TrueNAS Protection, Verification, And Failure Handling
Protect the new NAS tier with snapshots, SMART tests, scrubs, UPS integration, and failure drills so the mirror-plus-spare design behaves the way it was chosen to behave.
Published December 23, 2024 ยท Updated January 31, 2025
TrueNAS Protection, Verification, And Failure Handling
The point of moving storage into a dedicated NAS VM is not just prettier management.

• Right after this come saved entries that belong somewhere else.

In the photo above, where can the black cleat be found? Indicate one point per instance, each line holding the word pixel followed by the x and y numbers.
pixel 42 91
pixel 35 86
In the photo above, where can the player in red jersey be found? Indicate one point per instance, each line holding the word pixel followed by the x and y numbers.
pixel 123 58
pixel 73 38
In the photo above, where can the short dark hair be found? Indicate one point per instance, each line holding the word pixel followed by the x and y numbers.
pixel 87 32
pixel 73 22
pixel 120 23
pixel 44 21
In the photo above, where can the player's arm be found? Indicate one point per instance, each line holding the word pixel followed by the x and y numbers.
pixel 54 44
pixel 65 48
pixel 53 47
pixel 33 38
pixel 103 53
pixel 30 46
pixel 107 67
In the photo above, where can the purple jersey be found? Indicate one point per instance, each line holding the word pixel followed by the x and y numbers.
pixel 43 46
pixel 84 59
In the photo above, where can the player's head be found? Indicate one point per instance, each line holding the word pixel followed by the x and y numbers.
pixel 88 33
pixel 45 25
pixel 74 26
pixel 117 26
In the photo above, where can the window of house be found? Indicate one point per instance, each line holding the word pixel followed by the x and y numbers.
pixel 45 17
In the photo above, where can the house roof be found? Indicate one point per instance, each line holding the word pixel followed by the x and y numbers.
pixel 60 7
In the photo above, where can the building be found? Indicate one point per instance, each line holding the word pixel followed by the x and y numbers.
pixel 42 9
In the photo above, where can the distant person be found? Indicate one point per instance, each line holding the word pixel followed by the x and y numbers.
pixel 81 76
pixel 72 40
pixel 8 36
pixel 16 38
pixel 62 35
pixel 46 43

It is getting a storage layer that can explain itself, warn early, and recover in a controlled way.
This page is the day-two part of that work.
Automated Protection
Snapshot schedules
Create these periodic snapshot tasks in TrueNAS under Data Protection -> Periodic Snapshot Tasks.
| Dataset | Frequency | Begin | End | Retention | Recursive |
|---|---|---|---|---|---|
tank/media | Daily | 00:00 | 23:59 | 30 days | No |
tank/documents | Hourly | 08:00 | 20:00 | 90 days | No |
tank/models | Weekly (Sunday) | 02:00 | - | 4 weeks | No |
tank/backups/timemachine | Daily | 01:00 | - | 14 days | No |
tank/docker | Daily | 01:00 | - | 14 days | No |
tank/scratch | none | - | - | - | - |
Do not snapshot tank/scratch. Do not snapshot tank/backups/vzdump either. Those backups are already versioned by vzdump retention.
SMART monitoring
Create these SMART test schedules in TrueNAS.
| Test Type | Drives | Schedule | Purpose |
|---|---|---|---|
| SHORT | All 3 WD RED | Daily, 04:00 | Quick health check |
| LONG | All 3 WD RED | Weekly, Sunday 03:00 | Full surface scan |
Scrub schedule
| Pool | Frequency | Day | Time | Threshold |
|---|---|---|---|---|
tank | Every 2 weeks | Sunday | 02:00 | 35 days |
Alert settings
Wire TrueNAS alert email to the same inbox used for the Proxmox host and treat these as email-worthy:
- WARNING: pool degraded, high temperature, SMART warning
- CRITICAL: drive failure, spare activated, scrub errors, pool full
Production Hardening
UPS protection with NUT
On the Proxmox host:
# Install Network UPS Tools
apt install -y nut nut-client
# Configure UPS (CyberPower example)
cat > /etc/nut/ups.conf << 'EOF'
[myups]
driver = usbhid-ups
port = auto
desc = "CyberPower UPS"
EOF
# Configure NUT mode
cat > /etc/nut/nut.conf << 'EOF'
MODE=netserver
EOF
# Configure monitoring
cat > /etc/nut/upsmon.conf << 'EOF'
MONITOR myups@localhost 1 admin secret master
SHUTDOWNCMD "/sbin/shutdown -h now"
POLLFREQ 5
POLLFREQALERT 2
HOSTSYNC 15
DEADTIME 15
FINALDELAY 5
EOF
# Start NUT
systemctl enable nut-server nut-monitor
systemctl start nut-server nut-monitorIn the TrueNAS UI, set UPS mode to Slave, point it at 192.168.50.20:3493, and keep the shutdown mode on low battery.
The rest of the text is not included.